Abstract

With the advent of image generative technologies, there is a huge growth in the development of facial manipulation techniques that allow people to easily modify media data like videos and images by changing the identity or facial expression of the target person with another person’s face. Colloquially, these manipulated videos and images are termed “deepfakes”. As a result, every piece of content in digital media comes with a question — is this authentic? Hence, there is an unprecedented need for a competent deepfakes detection method. The rapid changes in forging methods make this a very challenging task and thus generalization of the detection methods is also of utmost required. However, the generalization strengths of the prevailing deepfakes detection methods are not satisfactory. In other words, these models perform well when trained and tested on the same dataset but fail to perform satisfactorily when models are trained on one dataset and tested on another. The most modern deep learning aided deepfakes detection techniques looked for a consistent pattern among the leftover artifacts in specific facial regions of the target face rather than the entire face.

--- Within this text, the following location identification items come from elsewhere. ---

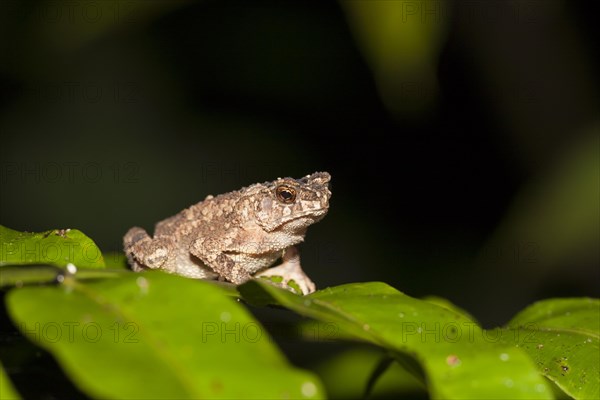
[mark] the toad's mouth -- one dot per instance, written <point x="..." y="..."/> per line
<point x="300" y="224"/>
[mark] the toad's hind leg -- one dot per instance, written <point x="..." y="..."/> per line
<point x="145" y="252"/>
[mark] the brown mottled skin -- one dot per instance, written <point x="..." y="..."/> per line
<point x="237" y="235"/>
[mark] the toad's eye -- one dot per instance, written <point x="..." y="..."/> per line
<point x="286" y="194"/>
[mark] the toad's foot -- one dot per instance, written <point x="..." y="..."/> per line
<point x="290" y="270"/>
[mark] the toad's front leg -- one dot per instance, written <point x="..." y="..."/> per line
<point x="289" y="270"/>
<point x="209" y="252"/>
<point x="144" y="252"/>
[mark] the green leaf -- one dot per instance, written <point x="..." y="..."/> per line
<point x="57" y="247"/>
<point x="460" y="360"/>
<point x="562" y="336"/>
<point x="7" y="391"/>
<point x="155" y="335"/>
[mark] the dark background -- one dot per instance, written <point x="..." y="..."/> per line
<point x="462" y="137"/>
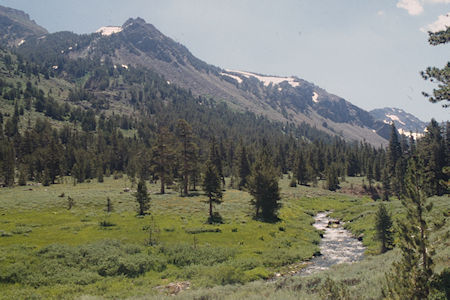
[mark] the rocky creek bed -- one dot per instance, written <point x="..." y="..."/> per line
<point x="337" y="246"/>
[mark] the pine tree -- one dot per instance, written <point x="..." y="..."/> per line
<point x="212" y="187"/>
<point x="142" y="197"/>
<point x="215" y="158"/>
<point x="263" y="186"/>
<point x="7" y="162"/>
<point x="414" y="271"/>
<point x="431" y="150"/>
<point x="301" y="170"/>
<point x="244" y="167"/>
<point x="188" y="153"/>
<point x="162" y="157"/>
<point x="109" y="205"/>
<point x="441" y="76"/>
<point x="383" y="226"/>
<point x="332" y="182"/>
<point x="386" y="184"/>
<point x="394" y="151"/>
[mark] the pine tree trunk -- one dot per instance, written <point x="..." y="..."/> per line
<point x="210" y="209"/>
<point x="162" y="184"/>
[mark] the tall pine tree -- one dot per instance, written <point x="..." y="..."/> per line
<point x="212" y="187"/>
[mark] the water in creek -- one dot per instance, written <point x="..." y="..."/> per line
<point x="337" y="246"/>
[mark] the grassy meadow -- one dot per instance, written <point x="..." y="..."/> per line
<point x="49" y="251"/>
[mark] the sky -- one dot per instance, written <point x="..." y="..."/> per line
<point x="369" y="52"/>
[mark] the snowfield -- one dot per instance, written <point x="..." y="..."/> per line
<point x="315" y="97"/>
<point x="108" y="30"/>
<point x="395" y="118"/>
<point x="239" y="79"/>
<point x="267" y="80"/>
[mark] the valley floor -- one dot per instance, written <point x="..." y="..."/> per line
<point x="49" y="251"/>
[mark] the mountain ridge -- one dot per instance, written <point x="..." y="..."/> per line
<point x="139" y="43"/>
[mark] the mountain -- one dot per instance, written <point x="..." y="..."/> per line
<point x="16" y="27"/>
<point x="406" y="123"/>
<point x="139" y="44"/>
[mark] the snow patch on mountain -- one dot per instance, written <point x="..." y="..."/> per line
<point x="237" y="78"/>
<point x="395" y="118"/>
<point x="315" y="97"/>
<point x="415" y="135"/>
<point x="108" y="30"/>
<point x="267" y="80"/>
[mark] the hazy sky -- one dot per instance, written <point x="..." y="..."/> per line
<point x="368" y="51"/>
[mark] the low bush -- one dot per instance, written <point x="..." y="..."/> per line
<point x="185" y="254"/>
<point x="63" y="264"/>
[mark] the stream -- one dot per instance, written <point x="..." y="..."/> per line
<point x="337" y="246"/>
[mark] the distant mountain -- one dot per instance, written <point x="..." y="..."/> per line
<point x="16" y="26"/>
<point x="406" y="123"/>
<point x="286" y="99"/>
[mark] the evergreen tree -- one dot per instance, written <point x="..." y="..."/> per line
<point x="215" y="158"/>
<point x="414" y="271"/>
<point x="142" y="197"/>
<point x="431" y="151"/>
<point x="162" y="157"/>
<point x="301" y="170"/>
<point x="7" y="162"/>
<point x="383" y="226"/>
<point x="109" y="205"/>
<point x="212" y="187"/>
<point x="263" y="186"/>
<point x="188" y="153"/>
<point x="439" y="75"/>
<point x="244" y="167"/>
<point x="394" y="151"/>
<point x="332" y="180"/>
<point x="386" y="184"/>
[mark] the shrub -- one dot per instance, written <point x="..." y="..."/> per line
<point x="185" y="254"/>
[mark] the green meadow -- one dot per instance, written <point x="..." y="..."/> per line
<point x="50" y="251"/>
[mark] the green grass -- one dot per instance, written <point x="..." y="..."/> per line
<point x="34" y="218"/>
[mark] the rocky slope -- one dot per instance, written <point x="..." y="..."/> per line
<point x="406" y="123"/>
<point x="137" y="43"/>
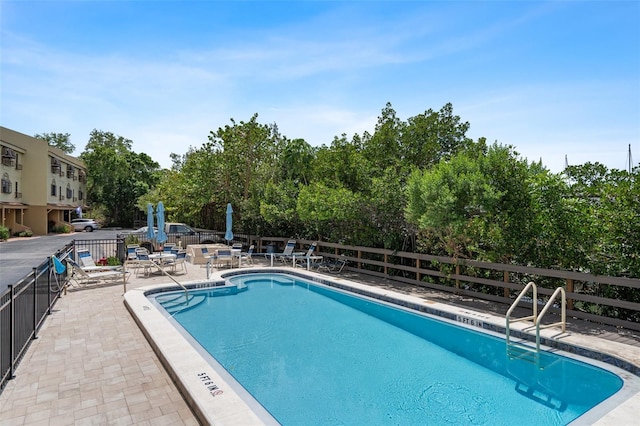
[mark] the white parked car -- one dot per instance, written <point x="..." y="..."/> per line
<point x="88" y="225"/>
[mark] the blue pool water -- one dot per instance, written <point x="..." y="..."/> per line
<point x="313" y="355"/>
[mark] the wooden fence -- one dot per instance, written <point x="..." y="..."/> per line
<point x="598" y="298"/>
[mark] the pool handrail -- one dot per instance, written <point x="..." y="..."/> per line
<point x="563" y="319"/>
<point x="534" y="316"/>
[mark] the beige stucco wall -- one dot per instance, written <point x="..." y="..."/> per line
<point x="36" y="204"/>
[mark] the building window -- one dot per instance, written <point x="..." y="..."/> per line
<point x="55" y="165"/>
<point x="6" y="184"/>
<point x="8" y="156"/>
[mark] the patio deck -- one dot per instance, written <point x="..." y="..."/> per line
<point x="91" y="364"/>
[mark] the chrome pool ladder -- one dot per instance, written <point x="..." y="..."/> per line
<point x="515" y="350"/>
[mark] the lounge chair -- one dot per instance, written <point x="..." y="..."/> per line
<point x="180" y="260"/>
<point x="140" y="261"/>
<point x="224" y="257"/>
<point x="82" y="277"/>
<point x="131" y="251"/>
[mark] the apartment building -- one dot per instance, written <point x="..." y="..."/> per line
<point x="41" y="185"/>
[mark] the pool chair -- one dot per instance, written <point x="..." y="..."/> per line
<point x="131" y="251"/>
<point x="180" y="260"/>
<point x="309" y="259"/>
<point x="86" y="262"/>
<point x="225" y="257"/>
<point x="81" y="277"/>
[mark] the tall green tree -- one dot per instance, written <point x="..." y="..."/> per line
<point x="61" y="141"/>
<point x="117" y="176"/>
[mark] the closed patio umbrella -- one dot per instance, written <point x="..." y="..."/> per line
<point x="229" y="234"/>
<point x="150" y="234"/>
<point x="162" y="236"/>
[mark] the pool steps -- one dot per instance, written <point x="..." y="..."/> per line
<point x="515" y="350"/>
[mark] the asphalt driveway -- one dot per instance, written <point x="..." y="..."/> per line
<point x="19" y="256"/>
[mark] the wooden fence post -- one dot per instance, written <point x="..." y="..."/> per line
<point x="505" y="278"/>
<point x="569" y="290"/>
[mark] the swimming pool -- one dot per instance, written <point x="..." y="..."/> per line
<point x="310" y="354"/>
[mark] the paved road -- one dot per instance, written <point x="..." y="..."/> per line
<point x="19" y="256"/>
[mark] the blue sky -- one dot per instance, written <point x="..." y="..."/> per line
<point x="550" y="78"/>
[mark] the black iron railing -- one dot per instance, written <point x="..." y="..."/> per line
<point x="23" y="309"/>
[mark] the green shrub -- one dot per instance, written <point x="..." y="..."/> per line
<point x="4" y="233"/>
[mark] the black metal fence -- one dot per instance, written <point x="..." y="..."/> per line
<point x="23" y="309"/>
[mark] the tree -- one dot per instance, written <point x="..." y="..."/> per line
<point x="59" y="140"/>
<point x="433" y="136"/>
<point x="117" y="176"/>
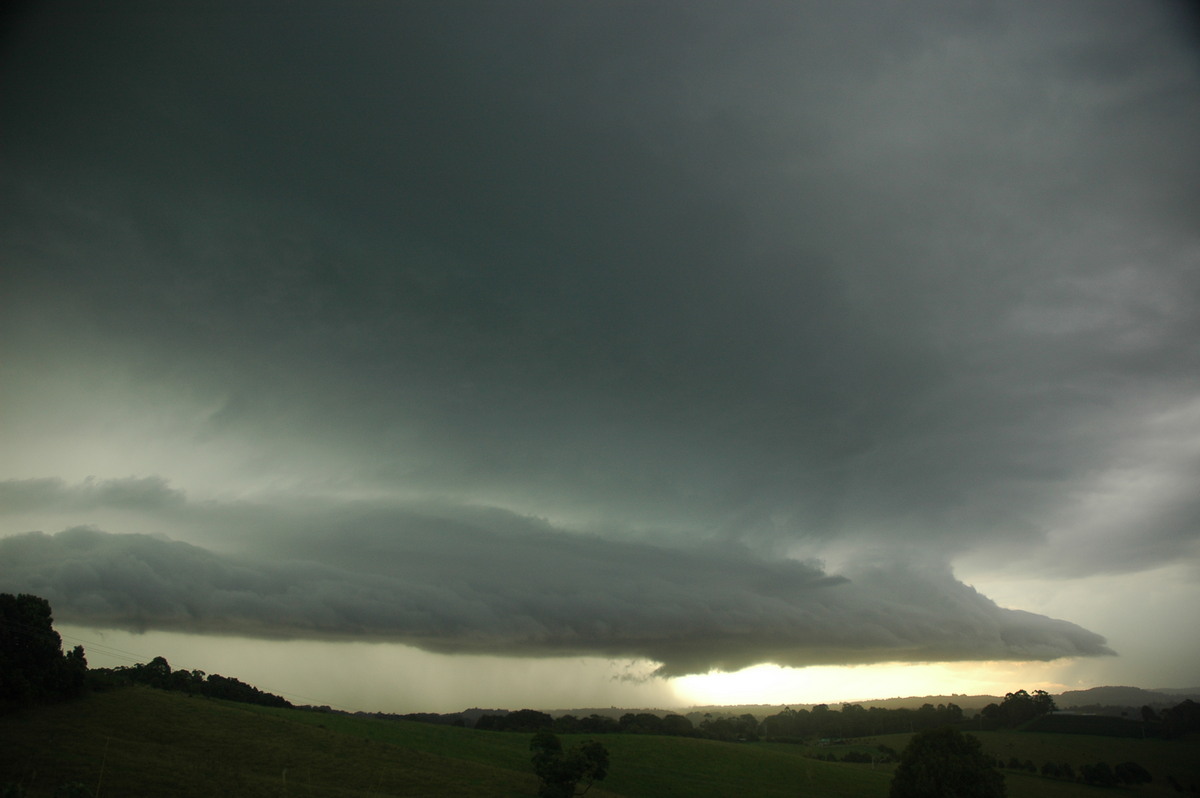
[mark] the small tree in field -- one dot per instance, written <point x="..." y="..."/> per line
<point x="946" y="763"/>
<point x="561" y="772"/>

To this end, we propose a Vision Transformer with Xception Network (ViXNet) to learn the consistency of these almost imperceptible artifacts left by deepfaking methods on the entire facial region. The ViXNet comprises two branches — one tries to learn inconsistencies among local face region specifics by combining patch-wise self-attention module and vision transformer, and the other generates global spatial features using a deep convolutional neural network. To assess the performance of ViXNet, we evaluate it using two different experimental setups — intra-dataset and inter-dataset when using three standard deepfakes video datasets, namely FaceForensics++, and Celeb-DF (V2) and one deepfakes image dataset called Deepfakes. We have attained 98.57% (83.60%), 99.26% (74.78%), and 98.93% (75.13%) AUC scores using intra(inter)-dataset experimental setups on FaceForensics++, Celeb-DF (V2), and Deepfakes datasets respectively. Additionally, we have evaluated ViXNet on the Deepfake Detection Challenge (DFDC) dataset and we have obtained 86.32% AUC score and 79.06% F1-score on the said dataset. Performances of the proposed model are comparable to state-of-the-art methods. Besides, the obtained results ensure the robustness and the generalization ability of the proposed model.